The Portland Fire’s 90,000-square-foot training facility in Hillsboro is almost finished, featuring full-size courts and a massive medical wing. But the current CBA stalemate has left the building empty. Neither the Fire nor the Toronto Tempo have a single player under contract or a confirmed date for an expansion draft. These franchises are essentially shells waiting for the league and the players' union to stop arguing over how to split the money.
NBA Commissioner Adam Silver recently warned that the league is "awfully close to the 11th hour" as training camps approach in April. He is trying to cram an expansion draft, a collegiate draft, and a free agency window into a calendar that is already running out of days. On the ownership side, Portland’s Lisa Bhathal Merage says her goal is "to have the best care in women's sports," yet she is stuck waiting on a salary cap figure that could swing by millions of dollars. The league is offering a $5.65 million cap based on net revenue, while the players are holding out for a much larger piece of the gross.

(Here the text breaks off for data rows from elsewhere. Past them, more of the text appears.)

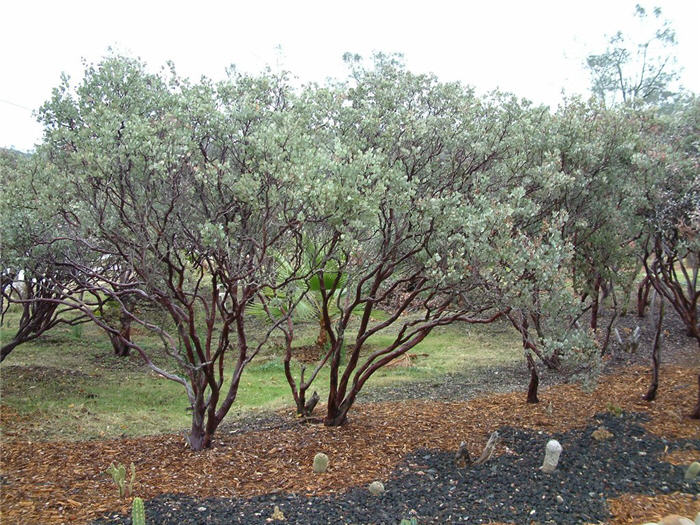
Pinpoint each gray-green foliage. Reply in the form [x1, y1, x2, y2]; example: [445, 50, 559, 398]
[16, 50, 697, 442]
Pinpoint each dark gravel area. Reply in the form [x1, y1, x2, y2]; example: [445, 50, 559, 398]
[95, 413, 700, 525]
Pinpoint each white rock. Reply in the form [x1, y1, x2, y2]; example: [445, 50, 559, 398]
[659, 514, 695, 525]
[540, 439, 562, 473]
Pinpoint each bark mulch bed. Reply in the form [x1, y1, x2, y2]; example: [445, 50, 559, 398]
[0, 365, 700, 524]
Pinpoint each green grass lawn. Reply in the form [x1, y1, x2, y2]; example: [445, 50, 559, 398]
[0, 310, 521, 440]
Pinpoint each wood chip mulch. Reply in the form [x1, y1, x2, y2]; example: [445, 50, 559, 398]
[0, 366, 700, 524]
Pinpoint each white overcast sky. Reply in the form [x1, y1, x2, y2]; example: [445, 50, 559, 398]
[0, 0, 700, 151]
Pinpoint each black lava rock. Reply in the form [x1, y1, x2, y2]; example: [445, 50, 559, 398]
[95, 414, 700, 525]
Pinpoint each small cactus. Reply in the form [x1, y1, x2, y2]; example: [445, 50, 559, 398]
[314, 452, 328, 474]
[685, 461, 700, 480]
[131, 498, 146, 525]
[106, 462, 136, 498]
[369, 481, 384, 496]
[268, 505, 285, 521]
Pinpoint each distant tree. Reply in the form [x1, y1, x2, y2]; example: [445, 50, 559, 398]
[637, 96, 700, 419]
[586, 4, 679, 105]
[0, 150, 89, 361]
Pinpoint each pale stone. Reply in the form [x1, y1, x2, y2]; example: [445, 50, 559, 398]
[540, 439, 562, 473]
[314, 452, 328, 474]
[659, 514, 695, 525]
[685, 461, 700, 480]
[369, 481, 384, 496]
[591, 426, 613, 441]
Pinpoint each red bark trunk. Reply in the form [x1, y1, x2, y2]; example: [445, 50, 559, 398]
[690, 375, 700, 419]
[527, 353, 540, 403]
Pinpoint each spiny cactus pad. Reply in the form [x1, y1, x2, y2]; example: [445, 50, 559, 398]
[314, 452, 328, 474]
[131, 498, 146, 525]
[369, 481, 384, 496]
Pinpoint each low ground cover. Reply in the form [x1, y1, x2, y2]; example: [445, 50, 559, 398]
[2, 365, 700, 524]
[0, 312, 521, 440]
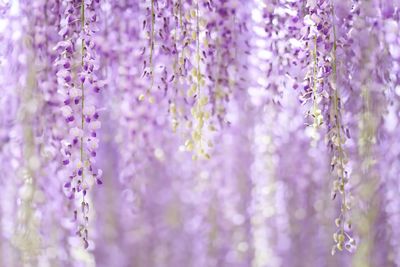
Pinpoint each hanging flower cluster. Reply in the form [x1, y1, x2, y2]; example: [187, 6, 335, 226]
[0, 0, 400, 267]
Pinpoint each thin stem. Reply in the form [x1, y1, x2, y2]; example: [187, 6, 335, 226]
[80, 0, 86, 225]
[147, 0, 156, 94]
[331, 4, 346, 235]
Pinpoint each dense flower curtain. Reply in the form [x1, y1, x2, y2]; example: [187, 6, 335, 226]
[0, 0, 400, 267]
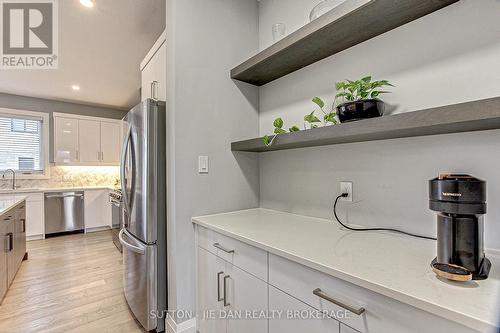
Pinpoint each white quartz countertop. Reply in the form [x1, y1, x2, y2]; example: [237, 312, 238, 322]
[193, 208, 500, 332]
[0, 196, 26, 215]
[0, 186, 114, 194]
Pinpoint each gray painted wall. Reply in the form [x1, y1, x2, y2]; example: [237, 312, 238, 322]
[258, 0, 500, 249]
[167, 0, 259, 318]
[0, 93, 127, 162]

The Golden State Valkyries had months to scout and build their brand around a roster. Portland and Toronto are being forced to wait in a vacuum. If there isn't a signed deal by early March, these expansion franchises will have to scavenge for players in a frantic multi-day window. That isn't a growth strategy. It's a logistical failure that sets the new teams up to struggle before they even tip off.
We are less than 60 days from the scheduled start of training camp. Without a signed CBA, the "Portland Fire" is just a name on a lease and a schedule with nobody to play the games. The WNBA is risking its biggest expansion year by treating its two newest pillars as afterthoughts in a labor war.